Experience with WordPress vs Drupal as a developer, Queenie Robertson
Queenie talked about how she likes developing in both Drupal and WordPress and sees different strengths and weaknesses (and sometimes just differences) between the two CMSs.
She started off with a quick, high-level table that compared the two CMSs before going into some more detailed analysis. She covered:
Ease of learning — Drupal as steep learning curve
Core file size — WordPress at 14MB vs Drupal at 28.3
Different database — The serialised format of WordPress vs Drupal’s relational database
Security — Drupal’s way better
Updating core modules/plugins — WordPress has auto update, which has pros and cons
Modules and plugins — In WordPress everyone seems to do their own thing (!) but the way they structure the modules and plugins with different tabs is handy
Rest API — WordPress core comes with it already enabled, but with Drupal you need a module
Content migration — Much simpler in WordPress
Media library — WordPress is simple, it’s easy to see thumbnails and it has bulk upload, but you can’t create custom media types or custom views
User roles — Drupal is a clear winner in this area
Content types — Drupal comes with multiple content types and custom fields but in WordPress you need external plugins for content types and new fields
Path auto/permalinks — Drupal is better in this area
Content workflow — Drupal’s workflow is far superior although WordPress’s scheduling feature is handy
Drupal career pathways working group, Kristy de Vries
Kristy started with some background info about the working group, which evolved from discussions at DrupalSouth 2019. The focus is on providing better opportunities for people to come into Drupal or for junior developers to learn more. There is a large demand for Drupal developers, but a clear shortage of talent.
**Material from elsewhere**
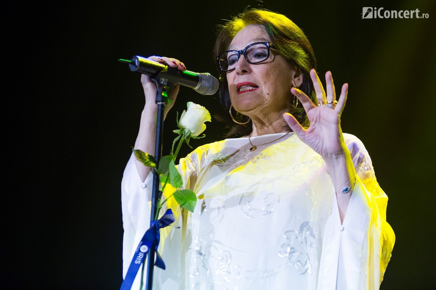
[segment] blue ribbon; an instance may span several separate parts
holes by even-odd
[[[168,209],[160,219],[157,220],[151,221],[150,223],[151,225],[150,228],[144,234],[136,248],[120,290],[130,290],[132,288],[132,285],[136,277],[136,273],[141,267],[141,264],[145,259],[149,250],[153,243],[155,245],[155,252],[156,253],[156,260],[154,262],[154,265],[157,267],[165,270],[165,263],[164,263],[164,260],[157,252],[157,247],[159,245],[159,241],[160,240],[159,229],[169,226],[175,220],[173,215],[173,211],[170,209]]]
Kristy highlighted some of the areas the working group is focused on, such as:
Training — Train-the-trainer, mentoring and global training days
Materials — Providing resources for learning pathways with Drupal, e.g. frontend skills, backend, DevOps, etc., and a training portal
Corporate opportunities, such as a job board and internships
Events, including uni days, trade shows, roadshows, etc.
The current priorities are setting up the job board, building the internship program and setting up train-the-trainers.
The group is also looking at teaming up with not-for-profit companies, helping them build websites while giving aspiring Drupal developers experience and a project for their CVs.